Philanthropist George Rohr, whose generosity has underwritten most of the expansion of Chabad on Campus, as well as funded new non-campus Chabad-Lubavitch centers and Torah learning programs around the world, echoed Kotlarsky.

Rabbi Menachem Schmidt, left, serves as president of the Chabad on Campus International Foundation and is the executive director of the Lubavitch House at the University of Pennsylvania. (Photo: Bentzi Sasson)
Rabbi Menachem Schmidt, left, serves as president of the Chabad on Campus International Foundation and is the executive director of the Lubavitch House at the University of Pennsylvania. (Photo: Bentzi Sasson)

“I came to tell you first and foremost how very proud I am of each of you, how proud I am of your children who are part and parcel of your work, and how proud I am of your accomplishments,” he said. “The era of Chabad of Campus is only beginning. We are really only at the threshold of what needs to be accomplished.
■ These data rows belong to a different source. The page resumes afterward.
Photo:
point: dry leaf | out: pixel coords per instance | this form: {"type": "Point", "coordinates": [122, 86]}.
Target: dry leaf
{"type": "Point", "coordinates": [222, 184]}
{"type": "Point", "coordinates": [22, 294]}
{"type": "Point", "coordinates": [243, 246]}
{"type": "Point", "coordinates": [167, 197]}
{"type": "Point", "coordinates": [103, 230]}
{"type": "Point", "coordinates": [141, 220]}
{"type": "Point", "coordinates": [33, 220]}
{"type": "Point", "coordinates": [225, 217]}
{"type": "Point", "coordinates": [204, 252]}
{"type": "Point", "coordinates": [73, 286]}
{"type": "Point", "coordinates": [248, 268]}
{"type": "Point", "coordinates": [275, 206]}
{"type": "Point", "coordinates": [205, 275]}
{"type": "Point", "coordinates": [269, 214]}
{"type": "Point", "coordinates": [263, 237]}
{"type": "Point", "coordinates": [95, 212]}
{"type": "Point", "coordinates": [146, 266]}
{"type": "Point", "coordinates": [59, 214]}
“Yes, the growth has been breathtaking,” he continued. “But we shouldn’t be satisfied. We need to increase across the board in both the quantity and more importantly the quality of all we do.”

Reflecting that message, Rabbi Yossy Gordon, executive vice president of Chabad on Campus, said that in spite of continuing economic hardships, Chabad Houses were doing remarkable things in making Jewish students feel welcome, connected, and empowered. On an organizational level, Chabad on Campus was doing the same thing.

“All of our emissaries can benefit from continuing professional training and support,” he said. “As these centers grow in their scope and sophistication, we are creating more support for them on many levels.”